The Australian population broke about 173,000 bones last year, and people of all ages are being urged to prioritise their bone health.
According to medical director of Healthy Bones Australia (formerly Osteoporosis Australia), Professor Peter Ebeling, the growing prevalence of osteoporosis and the increasing number of associated fractures meant much more must be done to improve public awareness of the importance of maintaining healthy bones, and diagnosis and treatment for those at risk and living with the disease.
“Concerningly, the prevalence of osteoporosis in Australia is on the rise, with more than 4.74 million Australians over 50 years of age (approximately two-thirds of those aged over 50) living with poor bone health.
“Early diagnosis of osteoporosis is vital to reducing fracture rates, and their subsequent impacts and costs.
“These osteoporotic fractures cost the Australian healthcare system more than $3 billion each year.
“The renaming of our consumer organisation to ‘Healthy Bones Australia’ reflects our aim – to protect, build and support better bone health for all Australians.”
Healthy Bones Australia deputy chair of the medical and scientific advisory committee, Dr Weiwen Chen, said educating target populations about the risk factors for osteoporosis is critical to ensuring earlier diagnosis of the disease, reducing fracture rates, and curbing their impact and cost.
“Public health messaging about the importance of prioritising and maintaining healthy bones tailored to those aged 50 and over with risk factors, younger adults with specific risk factors, and those who have sustained a fracture, is very important,” Dr Chen said.
“Evidenced-based, consumer resources are vital, alongside core services, such as a national website, a toll-free helpline, risk factor fact sheets and online self-assessment tools, all of which are available free of charge from Healthy Bones Australia.”

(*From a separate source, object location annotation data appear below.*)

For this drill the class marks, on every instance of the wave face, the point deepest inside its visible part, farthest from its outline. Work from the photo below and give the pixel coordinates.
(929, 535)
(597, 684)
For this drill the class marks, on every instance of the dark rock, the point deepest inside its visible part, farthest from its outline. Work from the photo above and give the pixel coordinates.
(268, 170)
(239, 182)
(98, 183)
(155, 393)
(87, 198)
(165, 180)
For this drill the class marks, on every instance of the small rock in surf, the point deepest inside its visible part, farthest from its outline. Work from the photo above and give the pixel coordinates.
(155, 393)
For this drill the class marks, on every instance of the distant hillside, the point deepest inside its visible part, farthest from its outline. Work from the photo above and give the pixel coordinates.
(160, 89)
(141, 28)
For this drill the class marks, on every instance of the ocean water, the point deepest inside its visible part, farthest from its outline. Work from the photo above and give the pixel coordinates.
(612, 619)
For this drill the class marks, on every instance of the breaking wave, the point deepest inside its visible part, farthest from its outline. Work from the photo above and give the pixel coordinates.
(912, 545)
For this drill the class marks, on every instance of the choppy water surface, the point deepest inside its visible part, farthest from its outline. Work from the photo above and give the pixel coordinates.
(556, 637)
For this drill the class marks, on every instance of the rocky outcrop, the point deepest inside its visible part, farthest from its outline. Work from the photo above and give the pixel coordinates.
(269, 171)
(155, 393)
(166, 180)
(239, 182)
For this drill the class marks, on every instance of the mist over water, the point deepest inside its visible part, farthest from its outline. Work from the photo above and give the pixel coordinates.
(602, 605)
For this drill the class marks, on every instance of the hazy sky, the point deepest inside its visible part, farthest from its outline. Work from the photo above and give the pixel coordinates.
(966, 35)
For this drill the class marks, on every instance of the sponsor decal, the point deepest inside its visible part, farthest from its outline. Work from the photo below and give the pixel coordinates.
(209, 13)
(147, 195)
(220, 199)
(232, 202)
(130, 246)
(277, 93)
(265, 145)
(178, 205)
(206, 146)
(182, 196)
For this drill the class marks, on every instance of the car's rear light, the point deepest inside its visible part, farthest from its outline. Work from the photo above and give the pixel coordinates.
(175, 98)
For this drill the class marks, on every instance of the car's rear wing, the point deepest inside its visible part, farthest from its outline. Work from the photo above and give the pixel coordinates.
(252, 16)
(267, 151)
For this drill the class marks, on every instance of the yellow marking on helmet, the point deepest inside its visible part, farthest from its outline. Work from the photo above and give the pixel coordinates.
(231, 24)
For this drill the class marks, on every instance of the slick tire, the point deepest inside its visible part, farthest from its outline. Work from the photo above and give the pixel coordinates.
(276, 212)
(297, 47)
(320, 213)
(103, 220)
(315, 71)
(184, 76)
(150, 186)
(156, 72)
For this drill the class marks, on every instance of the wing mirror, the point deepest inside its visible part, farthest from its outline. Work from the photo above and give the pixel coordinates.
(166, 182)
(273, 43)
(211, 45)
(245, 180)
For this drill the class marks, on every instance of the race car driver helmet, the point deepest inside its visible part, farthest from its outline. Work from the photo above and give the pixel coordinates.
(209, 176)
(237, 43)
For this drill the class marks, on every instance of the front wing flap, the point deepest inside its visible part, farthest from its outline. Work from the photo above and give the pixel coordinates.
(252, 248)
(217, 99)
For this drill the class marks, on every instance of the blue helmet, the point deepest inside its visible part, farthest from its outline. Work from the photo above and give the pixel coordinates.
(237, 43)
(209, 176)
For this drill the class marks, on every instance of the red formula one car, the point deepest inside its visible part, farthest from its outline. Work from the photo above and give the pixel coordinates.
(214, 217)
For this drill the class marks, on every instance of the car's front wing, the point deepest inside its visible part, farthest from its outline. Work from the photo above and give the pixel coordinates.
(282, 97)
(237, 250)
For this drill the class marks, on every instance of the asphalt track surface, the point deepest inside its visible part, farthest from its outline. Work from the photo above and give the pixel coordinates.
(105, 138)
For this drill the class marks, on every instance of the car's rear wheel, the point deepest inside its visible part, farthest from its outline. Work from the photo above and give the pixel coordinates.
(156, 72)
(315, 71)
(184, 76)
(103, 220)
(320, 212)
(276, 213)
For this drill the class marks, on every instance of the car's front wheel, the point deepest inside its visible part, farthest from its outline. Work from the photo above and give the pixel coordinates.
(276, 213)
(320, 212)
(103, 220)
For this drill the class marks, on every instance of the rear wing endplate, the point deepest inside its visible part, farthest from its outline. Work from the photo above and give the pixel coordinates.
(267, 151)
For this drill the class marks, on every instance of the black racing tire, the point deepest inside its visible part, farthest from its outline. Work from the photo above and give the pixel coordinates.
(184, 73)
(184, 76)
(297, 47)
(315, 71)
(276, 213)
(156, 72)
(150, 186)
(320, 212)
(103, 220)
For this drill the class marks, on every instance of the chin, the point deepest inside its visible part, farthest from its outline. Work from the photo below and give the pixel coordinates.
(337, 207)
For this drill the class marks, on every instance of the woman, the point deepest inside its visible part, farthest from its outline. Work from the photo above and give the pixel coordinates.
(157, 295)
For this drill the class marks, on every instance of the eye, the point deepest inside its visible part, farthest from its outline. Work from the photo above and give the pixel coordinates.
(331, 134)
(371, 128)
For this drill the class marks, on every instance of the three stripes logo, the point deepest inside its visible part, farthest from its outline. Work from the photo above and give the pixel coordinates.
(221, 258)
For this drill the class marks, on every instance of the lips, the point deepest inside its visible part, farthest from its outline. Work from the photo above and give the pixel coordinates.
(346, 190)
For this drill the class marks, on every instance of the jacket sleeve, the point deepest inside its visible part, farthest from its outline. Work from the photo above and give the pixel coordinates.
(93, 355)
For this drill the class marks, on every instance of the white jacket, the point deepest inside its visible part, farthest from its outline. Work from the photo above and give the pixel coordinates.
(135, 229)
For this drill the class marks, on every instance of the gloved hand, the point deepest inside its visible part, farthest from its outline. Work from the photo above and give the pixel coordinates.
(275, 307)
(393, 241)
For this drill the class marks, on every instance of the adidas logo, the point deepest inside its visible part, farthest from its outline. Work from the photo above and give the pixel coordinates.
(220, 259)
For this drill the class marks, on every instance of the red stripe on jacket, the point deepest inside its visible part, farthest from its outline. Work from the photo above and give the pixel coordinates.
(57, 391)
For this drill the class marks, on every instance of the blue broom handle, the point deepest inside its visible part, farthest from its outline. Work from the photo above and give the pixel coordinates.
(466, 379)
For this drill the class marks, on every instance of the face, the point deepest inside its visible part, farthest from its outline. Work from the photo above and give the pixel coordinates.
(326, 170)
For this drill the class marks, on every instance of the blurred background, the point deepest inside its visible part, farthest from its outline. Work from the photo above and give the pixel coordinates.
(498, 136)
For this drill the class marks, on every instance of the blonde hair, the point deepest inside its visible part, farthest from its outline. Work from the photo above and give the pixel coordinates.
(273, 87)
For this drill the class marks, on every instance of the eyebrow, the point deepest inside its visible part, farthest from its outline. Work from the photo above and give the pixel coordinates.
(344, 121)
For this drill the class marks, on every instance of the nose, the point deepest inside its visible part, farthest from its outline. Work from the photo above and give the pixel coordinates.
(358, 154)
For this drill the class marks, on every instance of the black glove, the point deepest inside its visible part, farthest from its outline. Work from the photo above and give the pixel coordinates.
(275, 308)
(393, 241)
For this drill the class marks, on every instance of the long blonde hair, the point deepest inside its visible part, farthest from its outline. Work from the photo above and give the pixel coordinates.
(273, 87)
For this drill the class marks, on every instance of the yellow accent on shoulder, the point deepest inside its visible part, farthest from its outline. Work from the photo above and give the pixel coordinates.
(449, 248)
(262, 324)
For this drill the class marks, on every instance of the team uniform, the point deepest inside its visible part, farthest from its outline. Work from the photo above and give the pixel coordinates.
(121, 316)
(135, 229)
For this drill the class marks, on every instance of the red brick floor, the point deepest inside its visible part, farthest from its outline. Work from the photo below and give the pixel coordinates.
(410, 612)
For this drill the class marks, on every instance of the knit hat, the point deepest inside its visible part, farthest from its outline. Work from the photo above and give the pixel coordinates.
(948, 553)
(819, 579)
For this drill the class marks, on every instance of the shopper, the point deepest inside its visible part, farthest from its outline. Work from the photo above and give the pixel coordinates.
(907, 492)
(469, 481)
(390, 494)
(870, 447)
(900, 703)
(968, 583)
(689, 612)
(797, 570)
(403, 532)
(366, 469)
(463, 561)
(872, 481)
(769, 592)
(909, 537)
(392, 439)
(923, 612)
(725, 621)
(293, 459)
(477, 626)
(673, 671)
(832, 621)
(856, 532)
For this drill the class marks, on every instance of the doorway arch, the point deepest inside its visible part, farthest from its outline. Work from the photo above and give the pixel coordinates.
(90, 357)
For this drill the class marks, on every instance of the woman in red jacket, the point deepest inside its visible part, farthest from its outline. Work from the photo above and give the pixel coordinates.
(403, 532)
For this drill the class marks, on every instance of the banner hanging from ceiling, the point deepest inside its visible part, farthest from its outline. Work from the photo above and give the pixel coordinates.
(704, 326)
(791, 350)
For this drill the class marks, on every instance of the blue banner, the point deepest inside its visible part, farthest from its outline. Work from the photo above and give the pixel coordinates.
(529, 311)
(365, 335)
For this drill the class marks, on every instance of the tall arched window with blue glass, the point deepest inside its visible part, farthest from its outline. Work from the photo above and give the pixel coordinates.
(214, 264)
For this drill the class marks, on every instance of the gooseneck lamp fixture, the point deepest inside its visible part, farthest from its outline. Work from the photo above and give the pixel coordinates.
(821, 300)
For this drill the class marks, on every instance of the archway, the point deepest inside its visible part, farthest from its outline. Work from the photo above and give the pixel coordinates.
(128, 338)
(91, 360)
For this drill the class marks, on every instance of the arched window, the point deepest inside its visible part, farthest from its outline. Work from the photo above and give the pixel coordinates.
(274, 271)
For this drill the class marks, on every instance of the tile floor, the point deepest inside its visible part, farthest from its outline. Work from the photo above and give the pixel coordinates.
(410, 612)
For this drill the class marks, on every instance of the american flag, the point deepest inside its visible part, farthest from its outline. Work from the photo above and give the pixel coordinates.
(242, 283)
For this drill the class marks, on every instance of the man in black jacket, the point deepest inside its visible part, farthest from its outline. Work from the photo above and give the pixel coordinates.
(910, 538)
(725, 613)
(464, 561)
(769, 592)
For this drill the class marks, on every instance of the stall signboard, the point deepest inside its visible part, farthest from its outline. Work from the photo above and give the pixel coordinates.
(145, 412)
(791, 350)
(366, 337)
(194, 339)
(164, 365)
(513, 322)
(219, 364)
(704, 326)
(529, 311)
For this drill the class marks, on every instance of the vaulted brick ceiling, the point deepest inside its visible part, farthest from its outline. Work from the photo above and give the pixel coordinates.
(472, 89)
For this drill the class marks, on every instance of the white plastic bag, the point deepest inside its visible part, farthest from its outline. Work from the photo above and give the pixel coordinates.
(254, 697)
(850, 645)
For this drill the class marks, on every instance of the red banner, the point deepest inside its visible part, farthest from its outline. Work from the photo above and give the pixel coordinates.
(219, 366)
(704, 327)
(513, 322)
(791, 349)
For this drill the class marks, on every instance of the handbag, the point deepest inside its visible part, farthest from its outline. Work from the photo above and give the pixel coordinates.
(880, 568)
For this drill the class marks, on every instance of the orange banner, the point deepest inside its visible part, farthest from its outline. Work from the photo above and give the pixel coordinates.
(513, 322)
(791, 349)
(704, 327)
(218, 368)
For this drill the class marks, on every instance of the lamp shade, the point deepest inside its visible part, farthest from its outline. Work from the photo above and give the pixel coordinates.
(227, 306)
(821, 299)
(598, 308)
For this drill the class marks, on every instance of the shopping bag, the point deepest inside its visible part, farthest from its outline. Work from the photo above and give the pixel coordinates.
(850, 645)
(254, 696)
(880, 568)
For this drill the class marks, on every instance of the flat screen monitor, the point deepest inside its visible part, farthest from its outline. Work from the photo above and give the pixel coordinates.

By 2022, about 6.2 million Australians over 50 years of age will be living with poor bone health (either osteoporosis or osteopenia), equating to 183,105 fractures each year.
By 2022, a fracture will occur every 2.9 minutes, resulting in 501 fractures per day, 3,521 fractures per week, and 183,105 fractures per year.
By 2022, the projected total cost of poor bone health among Australians aged over 50 will be $3.84 billion, comprising ambulance services, hospitalisations, emergency department and outpatient services, rehabilitation, aged care and community services.
The total direct and indirect cost of poor bone health and its associated fractures over 10 years (2012-2022) is $33.6 billion.